Шрифт:
Интервал:
Закладка:
— Огневые позиции не сдавать!.. Они в танках — сюда — не пройдут… Не смогут пройти… Снег… снегу намело, ребята!.. Готовь ружья, штыки… готовьсь к рукопашному… как в оные времена… по старинке…
Я увидел врага. Его лицо. Их лица. В них текла моя кровь. Ты ведь знаешь, Стася, хорошо свою родословную. Все крови на земле перемешались. И в нас с тобой течет кровь нашего врага. Так где же тут правда?! Я встал из-за орудья. Перекрестился. А-а, ты так! На! Получай! Мне некогда было думать, доченька. На Войне не думают. На Войне не говорят, как в миру. На Войне отдают команды и их выполняют. На Войне свою шкуру спасают, и, если ты не убьешь. — убьют тебя.
А есть люди, которые никого… никогда… на Войне не убили?..
Да, дорогая. И такие есть. Но попробуй-ка никого не убить, если ты видишь и слышишь, как по косогору на твоих ребят бежит, летит черная саранча, вздевая автоматы, огнем под корень всех без разбору кося, и на ярком белом снегу, на крутосклоне, на седом выгибе приречного темени, на опушке прошитого насквозь пулями леса, на обрыве и на краю, бегут люди, и они и мы, и не разберешь, кто где, и по людям, по живым, по шевелящимся и кричащим, — прямою наводкой, беспощадно, беспрерывно, из всех орудий, из всех калибров, в наличии имеющихся, из малых и больших, — огонь! Огонь! Огонь! И люди падают, как подкошенные, и рты их перекашиваются в уродливом вопле: да, они шлют проклятья Тому, Кто все это придумал, — а значит, дочка, Богу самому! Человек, умирающий в бою, не благословляет, а проклинает Бога. Осколочный огонь гаубиц ты при всем желаньи быть великодушным не благословишь… не простишь. А темнота наступает! А ночь… вот она, уже висит над ветвями… мигает серебряными ресницами равнодушных звезд, осыпается живыми сапфирами в грязь, в кровавую наледь, в нескончаемые стоны под завалом бревен, в траншеях, под деревьями…

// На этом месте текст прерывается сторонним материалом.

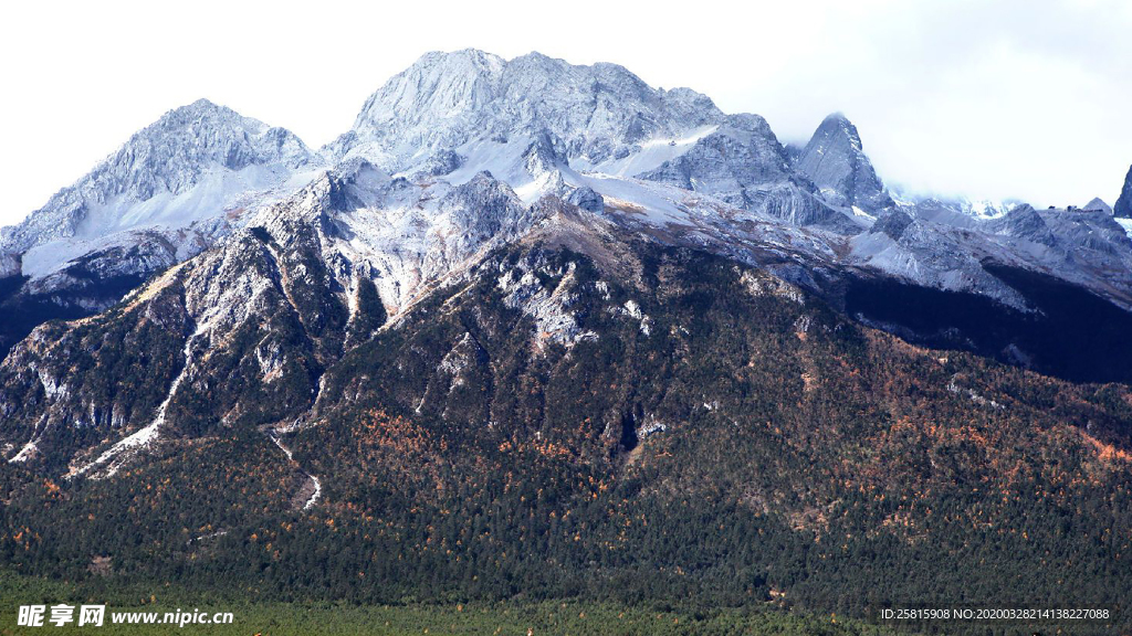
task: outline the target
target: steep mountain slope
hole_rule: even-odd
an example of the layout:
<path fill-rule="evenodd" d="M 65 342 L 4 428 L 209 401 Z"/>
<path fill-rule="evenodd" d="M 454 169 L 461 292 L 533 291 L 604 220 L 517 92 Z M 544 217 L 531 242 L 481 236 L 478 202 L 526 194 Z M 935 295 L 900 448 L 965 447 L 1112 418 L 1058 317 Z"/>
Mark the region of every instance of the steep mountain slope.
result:
<path fill-rule="evenodd" d="M 843 118 L 791 154 L 538 54 L 426 55 L 321 157 L 177 113 L 11 260 L 100 251 L 0 286 L 78 308 L 0 362 L 5 564 L 854 613 L 1132 590 L 1132 241 L 1101 210 L 895 203 Z M 79 318 L 82 285 L 114 304 Z"/>
<path fill-rule="evenodd" d="M 1132 510 L 1126 387 L 909 346 L 764 269 L 557 199 L 386 320 L 314 258 L 336 240 L 331 210 L 361 195 L 343 183 L 112 313 L 36 332 L 20 368 L 52 423 L 36 461 L 5 467 L 8 562 L 72 576 L 110 555 L 114 573 L 223 571 L 288 598 L 852 613 L 895 582 L 902 602 L 1115 602 L 1132 585 L 1132 544 L 1105 530 Z M 200 304 L 208 278 L 249 294 L 238 313 Z M 108 329 L 171 362 L 135 390 L 147 406 L 70 462 L 83 476 L 60 479 L 78 437 L 112 429 L 60 426 L 75 388 L 42 362 L 54 347 L 70 369 L 121 368 L 118 338 L 94 344 Z M 97 462 L 152 422 L 145 446 Z"/>
<path fill-rule="evenodd" d="M 206 100 L 165 113 L 0 233 L 0 303 L 20 317 L 0 329 L 0 352 L 215 244 L 246 209 L 309 180 L 312 160 L 291 132 Z"/>
<path fill-rule="evenodd" d="M 1113 206 L 1113 214 L 1121 218 L 1132 218 L 1132 167 L 1124 178 L 1124 187 L 1121 188 L 1121 196 Z"/>
<path fill-rule="evenodd" d="M 857 127 L 841 113 L 822 121 L 796 165 L 837 205 L 856 206 L 873 214 L 894 205 L 865 155 Z"/>

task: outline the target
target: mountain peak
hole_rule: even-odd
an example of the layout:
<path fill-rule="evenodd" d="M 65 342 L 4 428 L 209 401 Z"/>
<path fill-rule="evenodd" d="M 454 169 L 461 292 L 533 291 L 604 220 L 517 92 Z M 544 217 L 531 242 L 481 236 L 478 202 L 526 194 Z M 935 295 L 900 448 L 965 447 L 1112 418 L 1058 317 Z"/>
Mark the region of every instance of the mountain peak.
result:
<path fill-rule="evenodd" d="M 1113 213 L 1113 207 L 1100 197 L 1094 197 L 1091 201 L 1081 206 L 1081 209 L 1084 212 L 1104 212 L 1105 214 Z"/>
<path fill-rule="evenodd" d="M 211 183 L 222 198 L 258 190 L 277 184 L 310 157 L 290 131 L 197 100 L 165 112 L 85 177 L 59 190 L 6 234 L 0 251 L 23 252 L 58 239 L 129 227 L 187 226 L 203 215 L 223 212 L 204 192 L 191 200 L 172 200 L 198 183 Z M 249 166 L 260 170 L 232 177 Z M 162 196 L 169 200 L 146 203 Z M 144 212 L 130 212 L 143 203 Z"/>
<path fill-rule="evenodd" d="M 865 154 L 857 127 L 840 112 L 822 120 L 798 154 L 797 167 L 837 199 L 832 203 L 869 212 L 893 205 Z"/>
<path fill-rule="evenodd" d="M 1113 215 L 1132 218 L 1132 167 L 1129 167 L 1129 173 L 1124 178 L 1124 188 L 1121 189 L 1121 196 L 1113 206 Z"/>
<path fill-rule="evenodd" d="M 326 152 L 411 172 L 439 152 L 474 155 L 549 134 L 586 165 L 621 158 L 642 141 L 678 139 L 722 122 L 693 91 L 650 87 L 624 67 L 575 66 L 539 52 L 506 61 L 473 49 L 422 55 L 362 106 Z M 525 140 L 525 141 L 524 141 Z M 471 157 L 474 160 L 474 156 Z M 469 162 L 474 163 L 474 161 Z"/>

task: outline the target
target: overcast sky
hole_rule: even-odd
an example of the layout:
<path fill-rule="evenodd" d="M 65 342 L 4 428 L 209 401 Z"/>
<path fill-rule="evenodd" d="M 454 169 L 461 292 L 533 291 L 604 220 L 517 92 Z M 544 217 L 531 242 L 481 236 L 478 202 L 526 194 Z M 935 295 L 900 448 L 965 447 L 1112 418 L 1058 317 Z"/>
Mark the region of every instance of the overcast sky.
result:
<path fill-rule="evenodd" d="M 783 141 L 842 111 L 914 191 L 1112 204 L 1132 164 L 1123 0 L 166 5 L 0 9 L 0 224 L 198 97 L 318 147 L 421 53 L 469 46 L 617 62 Z"/>

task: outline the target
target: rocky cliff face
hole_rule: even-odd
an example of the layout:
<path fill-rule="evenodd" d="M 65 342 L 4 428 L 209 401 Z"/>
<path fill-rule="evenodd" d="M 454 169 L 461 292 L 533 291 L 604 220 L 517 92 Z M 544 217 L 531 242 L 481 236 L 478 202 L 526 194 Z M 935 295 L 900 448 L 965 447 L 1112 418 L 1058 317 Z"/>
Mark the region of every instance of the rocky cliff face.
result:
<path fill-rule="evenodd" d="M 1132 167 L 1124 178 L 1124 187 L 1121 188 L 1121 196 L 1113 206 L 1113 214 L 1121 218 L 1132 218 Z"/>
<path fill-rule="evenodd" d="M 831 203 L 876 213 L 894 204 L 865 155 L 857 127 L 841 113 L 825 118 L 796 165 Z"/>

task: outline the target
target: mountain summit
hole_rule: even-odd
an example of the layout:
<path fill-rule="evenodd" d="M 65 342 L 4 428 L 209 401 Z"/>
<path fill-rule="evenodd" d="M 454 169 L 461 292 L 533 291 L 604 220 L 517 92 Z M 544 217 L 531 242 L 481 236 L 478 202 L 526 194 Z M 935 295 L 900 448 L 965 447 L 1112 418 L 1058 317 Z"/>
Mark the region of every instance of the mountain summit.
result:
<path fill-rule="evenodd" d="M 841 205 L 871 213 L 893 205 L 865 155 L 857 127 L 841 113 L 822 121 L 797 158 L 798 171 Z"/>
<path fill-rule="evenodd" d="M 1132 167 L 1124 178 L 1124 187 L 1121 188 L 1121 196 L 1113 206 L 1113 214 L 1121 218 L 1132 218 Z"/>

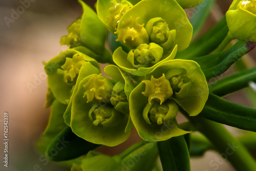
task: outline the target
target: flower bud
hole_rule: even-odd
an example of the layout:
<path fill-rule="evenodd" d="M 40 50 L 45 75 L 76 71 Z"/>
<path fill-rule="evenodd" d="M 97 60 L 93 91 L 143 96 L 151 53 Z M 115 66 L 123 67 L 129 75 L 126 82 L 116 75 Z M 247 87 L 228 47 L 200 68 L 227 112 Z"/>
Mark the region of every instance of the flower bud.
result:
<path fill-rule="evenodd" d="M 163 48 L 155 43 L 140 44 L 131 50 L 127 59 L 136 68 L 152 67 L 162 58 Z"/>
<path fill-rule="evenodd" d="M 143 118 L 150 124 L 163 124 L 164 122 L 172 122 L 179 112 L 179 108 L 174 100 L 168 100 L 160 105 L 154 102 L 147 103 L 143 111 Z"/>
<path fill-rule="evenodd" d="M 95 104 L 89 111 L 89 118 L 94 126 L 99 125 L 114 126 L 120 123 L 123 114 L 116 111 L 111 105 L 100 106 Z"/>
<path fill-rule="evenodd" d="M 124 93 L 124 83 L 118 81 L 113 89 L 113 91 L 110 98 L 111 104 L 115 106 L 120 102 L 127 102 L 127 97 Z"/>
<path fill-rule="evenodd" d="M 144 24 L 139 25 L 137 17 L 135 19 L 131 16 L 127 20 L 120 23 L 121 27 L 118 28 L 115 34 L 117 34 L 116 41 L 121 42 L 130 48 L 135 49 L 142 44 L 148 44 L 148 35 L 144 28 Z"/>
<path fill-rule="evenodd" d="M 141 82 L 146 85 L 145 91 L 142 93 L 145 96 L 148 97 L 150 104 L 151 104 L 151 101 L 154 99 L 161 105 L 173 95 L 170 82 L 165 78 L 163 73 L 159 78 L 155 78 L 152 76 L 150 81 L 145 80 Z"/>
<path fill-rule="evenodd" d="M 95 100 L 96 101 L 109 103 L 113 85 L 105 78 L 100 77 L 101 74 L 98 76 L 92 75 L 88 82 L 83 85 L 86 92 L 83 97 L 87 96 L 88 103 Z"/>
<path fill-rule="evenodd" d="M 64 80 L 66 82 L 75 82 L 76 75 L 80 71 L 81 67 L 84 63 L 83 56 L 78 53 L 74 54 L 72 58 L 66 57 L 65 63 L 61 68 L 66 71 Z"/>
<path fill-rule="evenodd" d="M 111 3 L 113 6 L 109 9 L 110 15 L 106 17 L 108 21 L 106 25 L 116 31 L 120 18 L 133 5 L 127 1 L 122 1 L 118 3 L 116 0 L 112 0 Z"/>
<path fill-rule="evenodd" d="M 234 38 L 256 41 L 255 0 L 234 0 L 226 17 L 229 32 Z"/>
<path fill-rule="evenodd" d="M 182 68 L 170 69 L 166 73 L 174 91 L 175 99 L 182 99 L 187 96 L 191 86 L 189 78 L 185 75 L 186 71 Z"/>

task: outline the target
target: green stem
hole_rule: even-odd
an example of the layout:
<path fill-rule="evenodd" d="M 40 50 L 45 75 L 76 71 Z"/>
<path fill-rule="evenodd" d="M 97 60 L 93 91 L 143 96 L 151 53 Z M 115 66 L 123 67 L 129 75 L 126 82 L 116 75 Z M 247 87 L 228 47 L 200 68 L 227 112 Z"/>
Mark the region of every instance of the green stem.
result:
<path fill-rule="evenodd" d="M 141 141 L 137 142 L 122 152 L 121 153 L 119 154 L 118 156 L 121 159 L 121 160 L 122 160 L 122 159 L 124 158 L 125 157 L 130 155 L 132 152 L 136 150 L 137 148 L 144 144 L 145 141 Z"/>
<path fill-rule="evenodd" d="M 253 59 L 251 59 L 250 56 L 247 55 L 246 57 L 247 57 L 246 59 L 252 61 Z M 244 57 L 243 58 L 241 58 L 240 60 L 238 60 L 235 63 L 234 67 L 238 71 L 241 72 L 241 71 L 244 71 L 249 68 L 248 63 L 249 63 L 249 62 L 250 61 L 247 61 L 246 58 Z M 251 63 L 253 62 L 251 62 L 250 63 L 251 65 Z M 255 63 L 252 63 L 252 65 L 255 66 Z M 255 92 L 251 88 L 248 87 L 245 89 L 245 93 L 249 102 L 250 103 L 250 104 L 253 108 L 256 108 L 256 94 Z"/>
<path fill-rule="evenodd" d="M 221 156 L 227 159 L 237 170 L 255 171 L 256 162 L 252 157 L 222 125 L 200 116 L 185 115 L 216 146 Z M 221 160 L 220 159 L 216 162 L 222 162 Z"/>
<path fill-rule="evenodd" d="M 231 34 L 230 32 L 228 32 L 227 33 L 227 36 L 222 42 L 219 45 L 218 48 L 215 50 L 214 53 L 221 52 L 223 51 L 223 50 L 227 47 L 227 46 L 230 42 L 232 40 L 234 39 L 234 37 Z"/>
<path fill-rule="evenodd" d="M 154 168 L 156 171 L 162 171 L 162 169 L 161 169 L 160 167 L 159 166 L 159 165 L 158 164 L 158 161 L 156 162 L 156 164 L 155 164 L 155 166 L 154 167 Z"/>
<path fill-rule="evenodd" d="M 188 131 L 196 131 L 197 129 L 190 122 L 186 122 L 179 124 L 179 127 Z"/>

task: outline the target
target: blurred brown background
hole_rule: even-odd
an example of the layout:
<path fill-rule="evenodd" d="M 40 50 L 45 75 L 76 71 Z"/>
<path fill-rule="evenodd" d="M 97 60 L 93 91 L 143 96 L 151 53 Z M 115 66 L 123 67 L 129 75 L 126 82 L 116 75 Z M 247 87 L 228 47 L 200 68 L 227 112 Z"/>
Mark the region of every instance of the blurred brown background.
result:
<path fill-rule="evenodd" d="M 95 2 L 84 1 L 92 6 Z M 68 34 L 67 27 L 81 16 L 82 9 L 76 1 L 31 0 L 29 4 L 23 5 L 23 2 L 28 1 L 0 1 L 0 170 L 33 170 L 38 164 L 41 170 L 69 170 L 54 163 L 44 165 L 39 160 L 41 155 L 35 144 L 46 126 L 49 115 L 49 109 L 44 107 L 47 83 L 42 62 L 67 49 L 59 45 L 60 38 Z M 218 1 L 218 6 L 215 6 L 203 31 L 222 17 L 231 3 L 231 0 Z M 24 11 L 21 6 L 26 7 Z M 5 17 L 11 18 L 13 11 L 17 10 L 20 14 L 7 24 Z M 255 51 L 251 53 L 254 57 Z M 229 70 L 228 74 L 232 71 Z M 251 105 L 244 93 L 241 91 L 226 98 Z M 9 114 L 8 168 L 3 166 L 2 161 L 5 112 Z M 111 151 L 115 149 L 111 148 Z M 219 155 L 208 152 L 203 159 L 192 159 L 191 170 L 213 170 L 209 163 L 216 156 Z M 218 170 L 233 169 L 225 163 L 220 165 Z"/>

И в ночь полетели осветительные ракеты-разведчики, жалкие людские сигналы — веером, каскадом. И я видел рядом с собою растерзанное вражьей пулеметной очередью тело. Я склонился, пощупал парня. Он был еще теплый. Он был ни в чем не виноват. Говорят, Бог наказывает человека за грехи его. Мальчонка еще и нагрешить-то как следует не успел. Я закрыл ему глаза и прочитал над ним, вобрав голову в плечи, будто стыдясь, закрывая ладонями рот и лицо, подняв воротник ватника и тайком крестясь под ним, молитву святого Ефрема Сирина. У нас… у вас же нынче запрещен Бог. Вы не веруете в Него. И правда, с Ним бы было иначе. Он бы не попустил над Родиной таких бедствий.
И еще долго, долго, весь Век Военный мы будем расплачиваться за то, что мы Его… заново распяли, дочь…
Не плачь… слышишь, ну не плачь же ты так…
Я видел сегодня, как танк ползет на танк, идет на таран. Бьет железной пушкой по железу вражьего корпуса, налезает сутолочной чудовищной шевелящейся хребтиной гусеницы на чужую стальную громаду. Два чудовища, и они борются. А внутри них — люди. Что чувствовал мальчик, сидящий там, в танке?! Какой пот тек у него из-под шлема?!.. о, уже, должно быть, мирро, елей… Мироточат же, доченька, благословенные иконы. Это они плачут по безвинно погибшим. И, если слизнуть языком темную медовую слезу, — она на губах твоих заблагоухает, как сотни магнолий, сотни нарциссов… Никто, никто и никогда не положил им, погибшим там, в лесах, на обрывах рек, мощных цветочных венков на могилы…
Парень рядом со мной лязгнул затвором карабина.
— Уф-ф-ф!.. пожрать бы чего…
Господи, он еще хочет есть. У меня в желудке еще горел тот глоток спирта, густого, как машинное масло. И я почуял, что среди смертей и кровищи и у меня живот подвело. Мы переглянулись с парнем. Я вытащил, выпростал из-под снега котелок, похожий на каску, на медный шлем, — а снег все валил, вился и крутился, как дым, и не понять было, то ли закончился бой, то ли нет еще: нашего командира убили, и он валялся ничком на снегу, поодаль, под краснотелой высокой мачтовой сосной.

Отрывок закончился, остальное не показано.